Global Pipeline Configuration

Global parameter settings

  • tempdir: Temporary directory for storing files that are used to collect intermediate files.

  • summary: If true a summary folder is created storing results of all samples combined.

  • output: Output directory for storing pipeline results. If an S3 bucket is specified with the corresponding S3 credentials (See S3 configuration section) then the output is written to S3.

  • runid: The run ID will be part of the output path and allows to distinguish between different pipeline configurations that were used for the same dataset.

  • logDir: A path to a directory which is used to store log files.

  • scratch: The scratch value can be either false or a path on a worker node. If a path is set, then the nextflow process in slurm mode is executed on the provided path. If the standard mode is used, then the parameter is ignored.

  • steps: Steps allows to specify multiple pipeline modules for running the toolkit. We distinguish between two modes. You can either run one tool of the pipeline or the whole pipeline with different configurations.

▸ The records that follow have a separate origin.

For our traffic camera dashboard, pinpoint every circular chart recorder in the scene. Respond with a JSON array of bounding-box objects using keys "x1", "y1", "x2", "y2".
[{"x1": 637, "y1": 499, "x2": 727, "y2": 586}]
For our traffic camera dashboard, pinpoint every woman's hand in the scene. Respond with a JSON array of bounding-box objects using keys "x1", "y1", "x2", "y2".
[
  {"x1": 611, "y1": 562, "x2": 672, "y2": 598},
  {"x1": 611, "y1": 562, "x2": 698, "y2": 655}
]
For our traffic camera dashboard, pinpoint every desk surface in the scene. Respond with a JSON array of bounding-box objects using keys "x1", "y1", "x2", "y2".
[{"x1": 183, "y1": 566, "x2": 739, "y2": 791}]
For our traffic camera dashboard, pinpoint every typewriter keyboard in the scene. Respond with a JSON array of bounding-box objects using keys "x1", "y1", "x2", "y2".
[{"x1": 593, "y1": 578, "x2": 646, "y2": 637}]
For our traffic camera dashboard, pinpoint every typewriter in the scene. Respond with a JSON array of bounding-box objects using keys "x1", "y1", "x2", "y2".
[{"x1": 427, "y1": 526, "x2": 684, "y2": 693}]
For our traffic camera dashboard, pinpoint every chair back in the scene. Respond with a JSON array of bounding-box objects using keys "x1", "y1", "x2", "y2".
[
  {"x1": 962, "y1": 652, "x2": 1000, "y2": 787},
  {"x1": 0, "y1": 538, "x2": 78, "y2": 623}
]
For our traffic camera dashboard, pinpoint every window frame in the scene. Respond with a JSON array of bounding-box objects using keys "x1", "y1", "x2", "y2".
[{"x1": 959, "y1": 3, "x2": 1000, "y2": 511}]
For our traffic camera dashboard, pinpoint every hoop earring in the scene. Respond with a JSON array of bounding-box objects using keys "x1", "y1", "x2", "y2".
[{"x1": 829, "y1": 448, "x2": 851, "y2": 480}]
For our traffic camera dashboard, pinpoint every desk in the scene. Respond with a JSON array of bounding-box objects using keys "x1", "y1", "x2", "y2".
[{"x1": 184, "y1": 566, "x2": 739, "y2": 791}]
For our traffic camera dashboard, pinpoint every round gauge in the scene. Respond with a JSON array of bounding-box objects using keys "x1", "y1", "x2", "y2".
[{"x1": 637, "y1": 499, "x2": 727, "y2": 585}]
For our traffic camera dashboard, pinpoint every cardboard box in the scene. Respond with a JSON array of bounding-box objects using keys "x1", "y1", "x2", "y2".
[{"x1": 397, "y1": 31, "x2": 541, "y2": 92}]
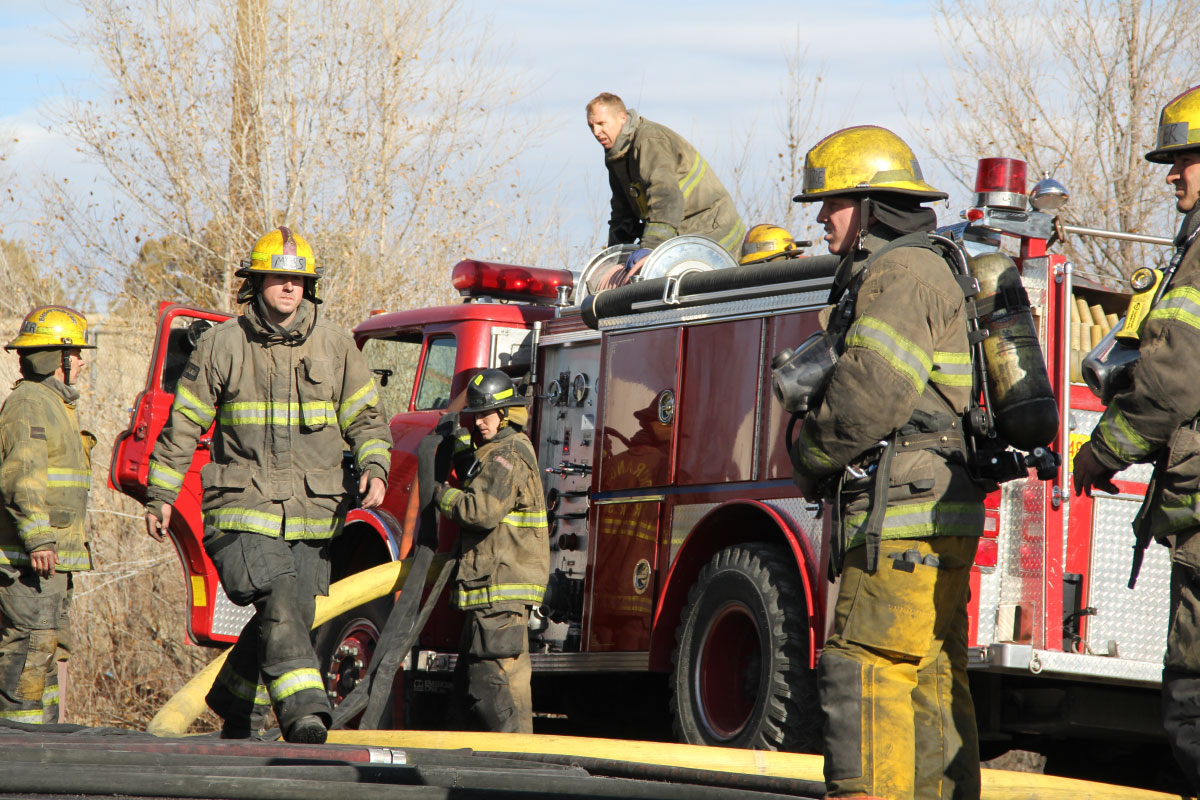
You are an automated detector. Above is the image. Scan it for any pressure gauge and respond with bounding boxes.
[572,373,590,406]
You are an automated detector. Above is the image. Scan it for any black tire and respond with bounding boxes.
[312,594,398,729]
[670,542,820,751]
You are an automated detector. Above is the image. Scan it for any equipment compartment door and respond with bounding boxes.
[107,303,236,646]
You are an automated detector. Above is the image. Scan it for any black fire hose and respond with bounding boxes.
[332,431,457,730]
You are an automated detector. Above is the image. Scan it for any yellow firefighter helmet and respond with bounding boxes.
[740,224,800,265]
[5,306,95,351]
[1146,85,1200,164]
[236,226,321,279]
[793,125,946,203]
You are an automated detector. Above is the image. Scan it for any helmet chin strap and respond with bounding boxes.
[61,350,72,385]
[855,196,871,253]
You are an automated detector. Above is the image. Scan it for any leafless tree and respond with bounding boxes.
[45,0,543,326]
[728,36,827,251]
[921,0,1200,284]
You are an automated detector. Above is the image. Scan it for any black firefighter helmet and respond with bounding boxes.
[464,369,525,414]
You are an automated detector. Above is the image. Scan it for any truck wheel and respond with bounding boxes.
[312,595,398,728]
[670,542,819,751]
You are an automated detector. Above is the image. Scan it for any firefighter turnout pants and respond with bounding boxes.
[819,536,980,800]
[203,530,332,734]
[454,605,532,733]
[0,569,70,724]
[1161,530,1200,791]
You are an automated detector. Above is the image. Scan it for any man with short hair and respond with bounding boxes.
[587,92,746,271]
[790,126,985,799]
[0,306,96,725]
[1074,84,1200,792]
[143,227,392,743]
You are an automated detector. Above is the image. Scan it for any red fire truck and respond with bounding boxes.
[110,157,1176,776]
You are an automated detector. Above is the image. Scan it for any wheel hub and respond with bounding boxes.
[695,600,761,741]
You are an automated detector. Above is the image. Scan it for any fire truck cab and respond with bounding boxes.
[111,157,1175,777]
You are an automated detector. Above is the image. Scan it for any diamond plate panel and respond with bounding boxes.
[668,502,719,564]
[982,478,1047,646]
[764,497,824,563]
[1086,496,1170,664]
[211,582,254,639]
[975,561,1003,645]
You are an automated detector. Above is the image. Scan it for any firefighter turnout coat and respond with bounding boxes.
[145,299,392,539]
[790,229,985,547]
[605,110,746,257]
[0,378,92,572]
[1088,214,1200,544]
[434,425,548,612]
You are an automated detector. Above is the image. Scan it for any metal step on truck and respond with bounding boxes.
[110,156,1178,782]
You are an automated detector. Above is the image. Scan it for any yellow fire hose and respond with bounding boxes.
[150,561,1189,800]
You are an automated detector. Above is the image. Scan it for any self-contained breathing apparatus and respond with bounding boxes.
[772,233,1060,575]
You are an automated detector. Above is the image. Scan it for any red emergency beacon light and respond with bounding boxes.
[972,157,1028,211]
[451,260,574,304]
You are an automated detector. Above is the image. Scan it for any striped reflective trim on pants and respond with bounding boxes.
[0,708,45,723]
[173,385,216,428]
[218,670,271,706]
[148,460,185,492]
[1094,406,1155,465]
[338,380,379,431]
[844,500,983,547]
[268,667,325,702]
[930,350,973,387]
[453,582,547,610]
[845,315,932,394]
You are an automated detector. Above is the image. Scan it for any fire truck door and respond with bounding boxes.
[108,304,239,646]
[590,328,680,652]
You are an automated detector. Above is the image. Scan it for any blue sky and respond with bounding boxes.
[0,0,967,259]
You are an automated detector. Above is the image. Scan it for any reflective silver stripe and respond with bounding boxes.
[794,421,838,474]
[47,468,90,489]
[930,350,972,387]
[173,385,216,428]
[148,461,185,491]
[453,582,547,609]
[845,315,931,394]
[1094,406,1154,464]
[643,222,676,242]
[678,152,707,199]
[502,510,548,528]
[844,500,983,547]
[0,708,45,722]
[338,380,379,431]
[718,218,748,253]
[205,508,339,539]
[269,668,324,701]
[356,438,390,466]
[217,401,335,426]
[17,515,51,539]
[218,670,271,706]
[1148,286,1200,331]
[437,487,463,515]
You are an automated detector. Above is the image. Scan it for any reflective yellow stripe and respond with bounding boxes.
[148,461,185,491]
[844,500,983,547]
[502,509,548,528]
[338,380,379,431]
[678,152,706,199]
[437,487,463,515]
[794,421,838,475]
[355,438,390,466]
[47,468,90,489]
[16,515,51,539]
[0,708,45,722]
[218,670,271,706]
[204,509,339,540]
[845,315,932,394]
[453,582,547,609]
[1148,285,1200,331]
[173,385,216,428]
[1095,405,1155,464]
[217,401,335,427]
[930,350,973,387]
[268,668,325,701]
[718,218,748,252]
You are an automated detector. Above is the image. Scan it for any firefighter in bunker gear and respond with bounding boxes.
[432,370,548,733]
[142,227,391,743]
[1074,84,1200,793]
[587,92,746,269]
[0,306,95,724]
[791,125,985,800]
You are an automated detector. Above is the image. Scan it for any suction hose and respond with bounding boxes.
[148,557,445,737]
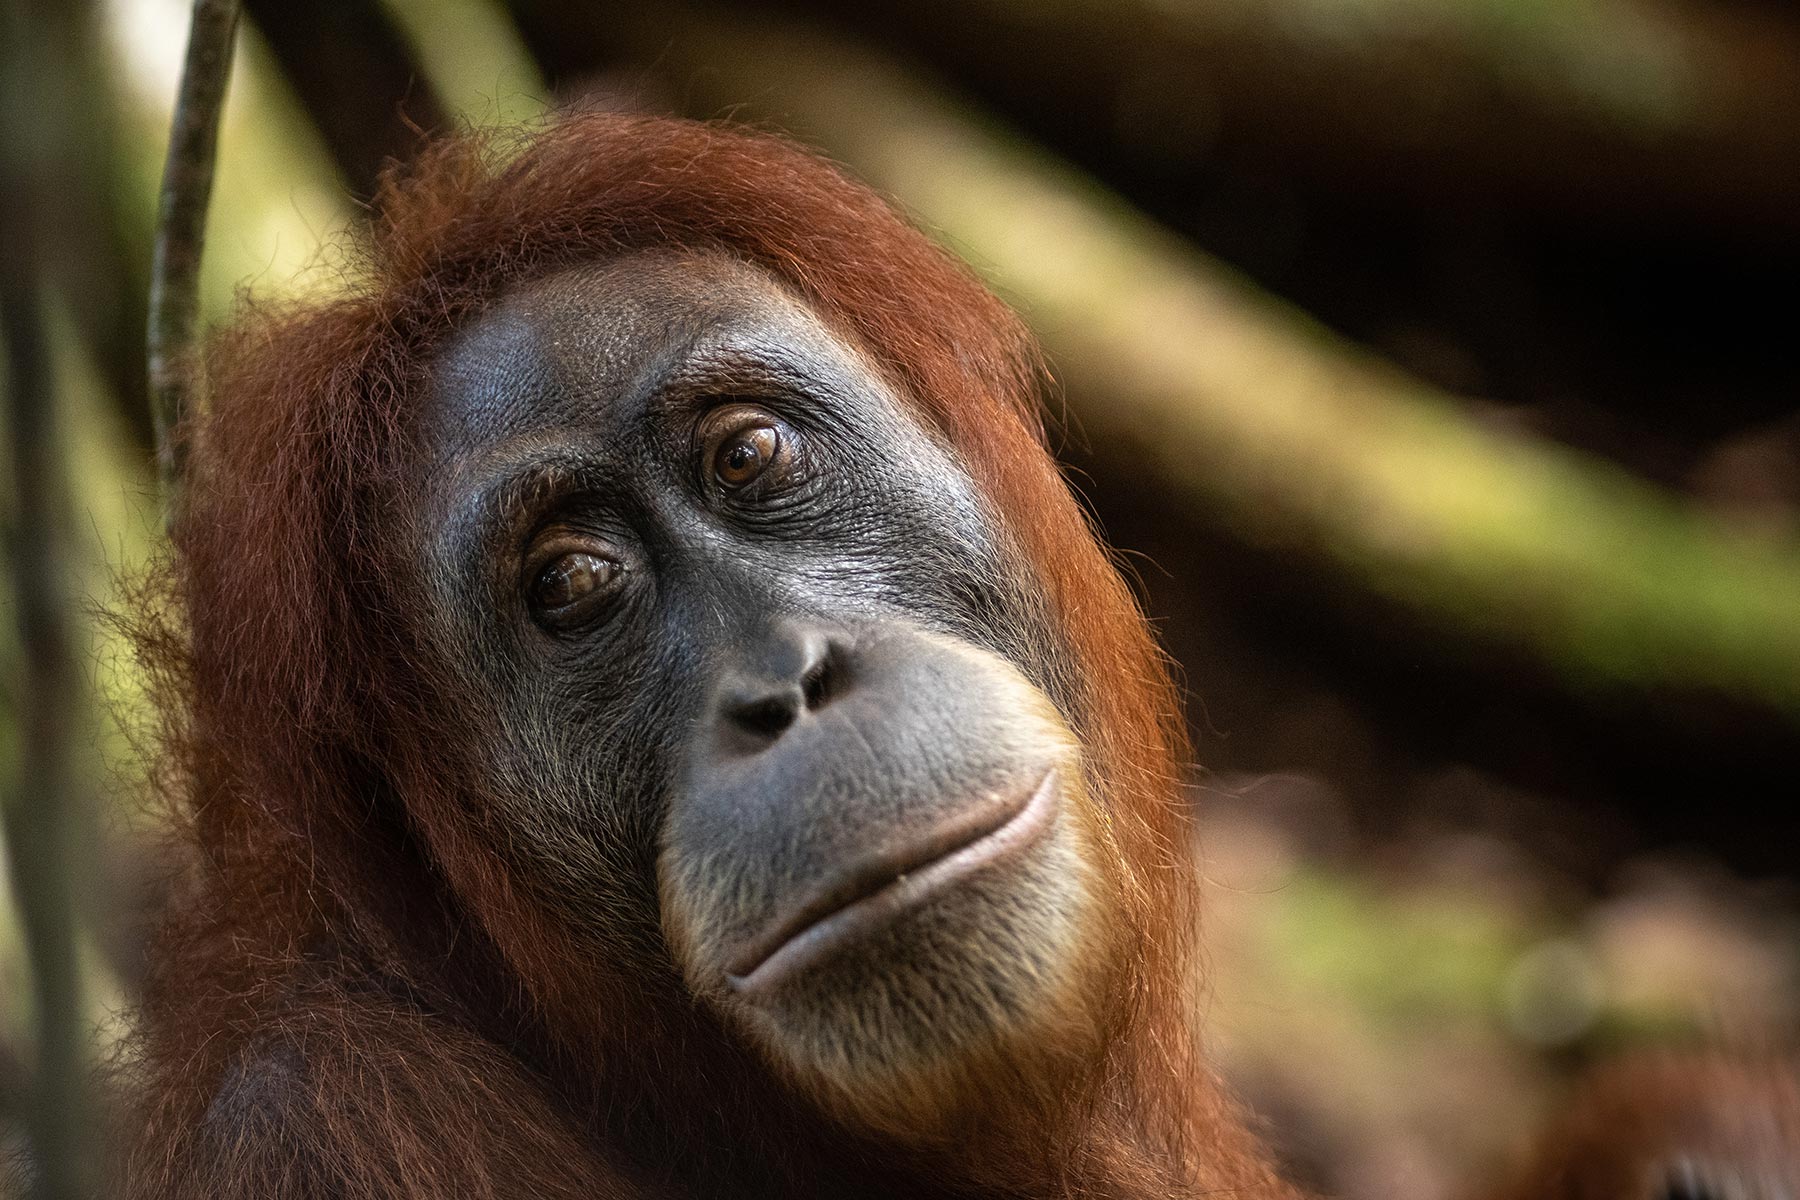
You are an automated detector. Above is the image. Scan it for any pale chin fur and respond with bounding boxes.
[688,766,1114,1137]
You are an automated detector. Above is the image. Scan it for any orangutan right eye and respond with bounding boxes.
[525,544,623,630]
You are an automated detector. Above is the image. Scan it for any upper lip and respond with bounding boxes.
[725,768,1061,993]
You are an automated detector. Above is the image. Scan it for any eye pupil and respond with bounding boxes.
[715,425,778,487]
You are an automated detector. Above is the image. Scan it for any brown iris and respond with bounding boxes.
[529,549,620,626]
[701,405,786,491]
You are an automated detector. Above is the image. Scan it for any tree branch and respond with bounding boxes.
[1,2,99,1194]
[147,0,240,508]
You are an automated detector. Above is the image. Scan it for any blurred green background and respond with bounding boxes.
[2,0,1798,1196]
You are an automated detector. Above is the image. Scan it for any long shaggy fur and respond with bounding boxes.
[120,114,1293,1199]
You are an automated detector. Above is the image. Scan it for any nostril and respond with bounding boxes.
[726,691,801,740]
[717,628,852,747]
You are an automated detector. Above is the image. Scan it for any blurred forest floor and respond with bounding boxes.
[4,1,1800,1198]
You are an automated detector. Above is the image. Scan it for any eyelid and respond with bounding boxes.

  • databases: This parameter specifies a place where files are downloaded to. If the slurm profile is used and databases should be downloaded, the path should point to a folder which is not shared between the worker nodes (to reduce I/O on the shared folder resulting in a better performance). If this parameter is provided, the toolkit will create the specified directory. If all your databases have already been extracted beforehand, you can simply omit this parameter.

  • publishDirMode: (optional) Per default results are symlinked to the chosen output directory. This default mode can be changed with this parameter. A useful mode is "copy", to copy results instead of just linking them. Other modes to choose from here.

  • skipVersionCheck: The toolkit is regurarly tested against a set of Nextflow versions. Setting the --skipVersionCheck allows you to use the toolkit with Nextflow versions that were not tested.

  • s3SignIn: If your input data (not the databases) is not publicly accessible via S3, then you will have to set the s3SignIn parameter to true.

S3 Configuration

All module inputs and outputs can be used in conjunction with S3. If you want to set a custom S3 configuration setting (i.e. custom S3 endpoint), you will have to modify the aws client parameters with " -c ".

Example:

aws {

    client {

      s3PathStyleAccess = true
      connectionTimeout = 120000
      maxParallelTransfers = 28 
      maxErrorRetry = 10
      protocol = 'HTTPS'
      connectionTimeout = '2000'
      endpoint = 'https://openstack.cebitec.uni-bielefeld.de:8080'
      signerOverride = 'AWSS3V4SignerType'
    }
}

In addition you will have to set a Nextflow Secret with the following keys:

nextflow secrets set S3_ACCESS xxxxxxxxx
nextflow secrets set S3_SECRET xxxxxxxxx

S3_ACCESS corresponds to the aws S3 access key id and S3_SECRET is the aws S3 secret key. If your input data (not the databases) is publicly available then you have to set s3SignIn: to false in your config file. Please note that for using databases you have to set additional credentials (see database section).

Configuration of Computational Resources used for Pipeline Runs

The toolkit uses the following machine types (flavors) for running tools. All flavors can be optionally adjusted by modifying the cpus and memory (in GB) parameters. If for example the largest flavor is not available in the infrastructure, cpus and memory parameters can be modified to fit the highmemMedium flavor. If larger flavors are available, it makes especially sense to increase the cpus and memory values of the large flavor to speed up for example assembly and read mapping.

Example Configuration:

resources:
  highmemLarge:
    cpus: 28
    memory: 230
  highmemMedium:
    cpus: 14
    memory: 113
  large:
    cpus: 28
    memory: 58
  medium:
    cpus: 14
    memory: 29
  small:
    cpus: 7
    memory: 14
  tiny:
    cpus: 1
    memory: 1

Additional flavors can be defined that can be used by methods that dynamically compute resources on tool error (for example the assembly module).

Example:

resources:
  xlarge:
    cpus: 56
    memory: 512
  highmemLarge:
    cpus: 28
    memory: 230
  highmemMedium:
    cpus: 14
    memory: 113
  large:
    cpus: 28
    memory: 58
  medium:
    cpus: 14
    memory: 29
  small:
    cpus: 7
    memory: 14
  tiny:
    cpus: 1
    memory: 1

The full pipeline mode is able to predict the memory consumption of some assemblers (see assembly module). The prediction will also consider additional flavors which have been added to the resources section in the configuration file.